For Petsko, it’s his scientific partnership with Ringe that has been the most useful thing. “I am the luckiest son of a bitch who’s ever lived,” he says. “Because every day I go to work I know that in the next office there is an incredible scientist who cares about exactly the same things that I care about. The best day I’ve ever had in science was the day I met Dagmar Ringe.”

“They’re just wonderfully intellectually compatible,” says George Kenyon of the National Science Foundation. “So the relationship is remarkably synergistic.”

The pair are now putting their heads together to study the proteins, pathways, and processes that go awry in neurological disorders, such as Parkinson’s and Alzheimer’s diseases. The change in direction stems from a mutual decision to “get more biological,” says Petsko, who did his part by learning some yeast genetics during a 1995 sabbatical in the late Ira Herskowitz’s lab at the University of California, San Francisco. In looking for genes whose expression changes when yeast cells are quiescent, Petsko and company discovered a gene whose human homolog was later found to be mutated in families with a rare form of Parkinson’s. By then, his group had already crystallized the gene’s protein product. “And we realized that we had, sitting in our lab, the first three-dimensional structure of a protein involved in neurologic disease,” he says. After a few months of discussion, Petsko and Ringe decided to “jump in with both feet”—the lab is now using a combination of genetics and structural biology to try to get to the heart of these debilitating diseases.

“He’s fearless about heading into completely new areas,” notes Stock. And in moving between crystallography, genetics, and eukaryotic biology, Westpheling adds, “he’s had a real impact on each of these fields.”

More important, Petsko continues to have a broad impact through his teaching. “He gives talks that you think about and talk about for days afterward,” says Stock. His classes and seminars are “well worth the price of admission,” laughs Westpheling.

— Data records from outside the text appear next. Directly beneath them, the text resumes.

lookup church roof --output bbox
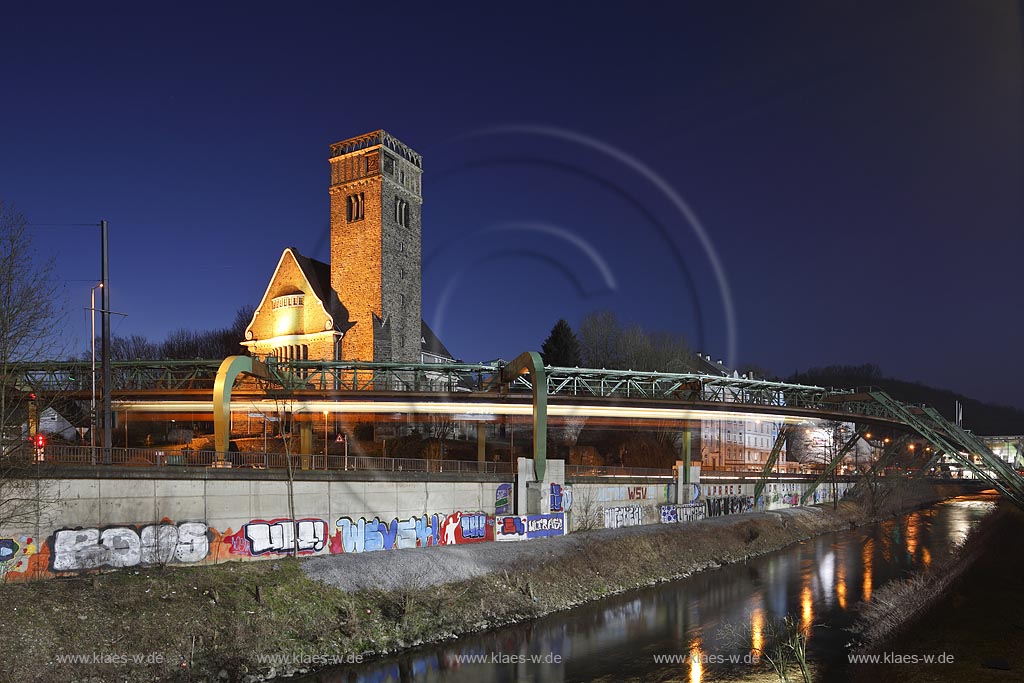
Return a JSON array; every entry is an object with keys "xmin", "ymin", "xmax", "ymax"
[
  {"xmin": 420, "ymin": 319, "xmax": 455, "ymax": 360},
  {"xmin": 288, "ymin": 247, "xmax": 348, "ymax": 332},
  {"xmin": 268, "ymin": 247, "xmax": 455, "ymax": 360}
]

“Greg is really one of the most powerful people in American science,” adds Westpheling. “People listen when he speaks. Not everyone agrees with him about everything. But they applaud the fact that he opens the discussion so thoughtfully.”

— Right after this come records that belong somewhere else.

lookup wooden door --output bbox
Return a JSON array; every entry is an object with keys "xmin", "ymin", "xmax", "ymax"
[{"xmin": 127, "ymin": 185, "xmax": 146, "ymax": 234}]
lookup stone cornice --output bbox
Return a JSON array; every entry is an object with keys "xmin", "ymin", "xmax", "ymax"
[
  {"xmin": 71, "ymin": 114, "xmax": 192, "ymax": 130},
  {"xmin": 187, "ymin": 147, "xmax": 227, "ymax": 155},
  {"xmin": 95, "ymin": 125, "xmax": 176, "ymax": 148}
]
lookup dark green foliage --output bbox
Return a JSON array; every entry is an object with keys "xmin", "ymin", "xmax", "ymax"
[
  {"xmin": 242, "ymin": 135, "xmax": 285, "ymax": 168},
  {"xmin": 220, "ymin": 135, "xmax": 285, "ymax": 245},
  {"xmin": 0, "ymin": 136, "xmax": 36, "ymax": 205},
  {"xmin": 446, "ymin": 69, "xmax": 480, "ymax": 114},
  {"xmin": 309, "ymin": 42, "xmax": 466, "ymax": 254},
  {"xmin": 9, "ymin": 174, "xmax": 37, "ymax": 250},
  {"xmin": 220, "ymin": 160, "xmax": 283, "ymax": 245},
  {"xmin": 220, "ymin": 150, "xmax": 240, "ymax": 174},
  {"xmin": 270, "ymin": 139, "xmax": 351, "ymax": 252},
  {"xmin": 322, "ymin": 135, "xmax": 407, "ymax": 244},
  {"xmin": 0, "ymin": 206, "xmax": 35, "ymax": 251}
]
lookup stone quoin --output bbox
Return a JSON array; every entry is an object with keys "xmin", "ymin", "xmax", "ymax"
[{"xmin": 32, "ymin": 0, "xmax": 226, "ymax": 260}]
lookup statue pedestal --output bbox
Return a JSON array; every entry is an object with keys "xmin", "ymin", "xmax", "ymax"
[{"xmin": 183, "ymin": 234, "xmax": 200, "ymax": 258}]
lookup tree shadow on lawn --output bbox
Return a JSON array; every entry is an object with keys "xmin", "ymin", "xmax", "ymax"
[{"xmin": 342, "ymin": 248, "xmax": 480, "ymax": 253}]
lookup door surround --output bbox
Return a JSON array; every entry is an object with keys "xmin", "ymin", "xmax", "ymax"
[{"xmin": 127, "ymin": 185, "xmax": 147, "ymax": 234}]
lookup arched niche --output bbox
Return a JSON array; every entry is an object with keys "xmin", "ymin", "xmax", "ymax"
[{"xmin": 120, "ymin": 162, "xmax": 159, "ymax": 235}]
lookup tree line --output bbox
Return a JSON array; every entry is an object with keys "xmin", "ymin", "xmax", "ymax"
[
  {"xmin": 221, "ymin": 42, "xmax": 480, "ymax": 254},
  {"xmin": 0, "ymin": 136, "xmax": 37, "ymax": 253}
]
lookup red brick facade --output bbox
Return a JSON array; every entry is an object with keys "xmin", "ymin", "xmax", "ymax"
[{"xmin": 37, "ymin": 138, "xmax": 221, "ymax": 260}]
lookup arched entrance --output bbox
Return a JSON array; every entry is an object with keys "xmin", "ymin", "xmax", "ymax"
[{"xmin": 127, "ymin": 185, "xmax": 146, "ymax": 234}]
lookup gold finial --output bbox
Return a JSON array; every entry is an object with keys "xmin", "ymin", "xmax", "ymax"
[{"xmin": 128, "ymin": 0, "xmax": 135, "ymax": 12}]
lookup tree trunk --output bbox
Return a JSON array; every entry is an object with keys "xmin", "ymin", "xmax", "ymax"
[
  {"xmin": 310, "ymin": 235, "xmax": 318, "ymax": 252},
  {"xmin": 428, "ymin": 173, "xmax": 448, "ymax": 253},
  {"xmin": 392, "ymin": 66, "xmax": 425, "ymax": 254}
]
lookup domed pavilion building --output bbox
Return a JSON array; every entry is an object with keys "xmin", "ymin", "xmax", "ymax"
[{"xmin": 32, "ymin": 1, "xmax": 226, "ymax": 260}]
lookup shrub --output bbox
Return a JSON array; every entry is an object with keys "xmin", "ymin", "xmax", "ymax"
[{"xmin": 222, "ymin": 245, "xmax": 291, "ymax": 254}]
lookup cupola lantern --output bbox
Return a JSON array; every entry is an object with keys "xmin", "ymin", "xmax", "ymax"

Petsko is proud of his writing—but not half as proud as he is of his scientific progeny. “When I think about the legacy of my years in the lab, it’s not the published papers, it’s not the solved structures, it’s not this accomplishment or that one,” he says. “It’s the people who have come through the lab. It’s all about the people. And the older I get, the more I realize, it was always about the people. That’s what matters the most.”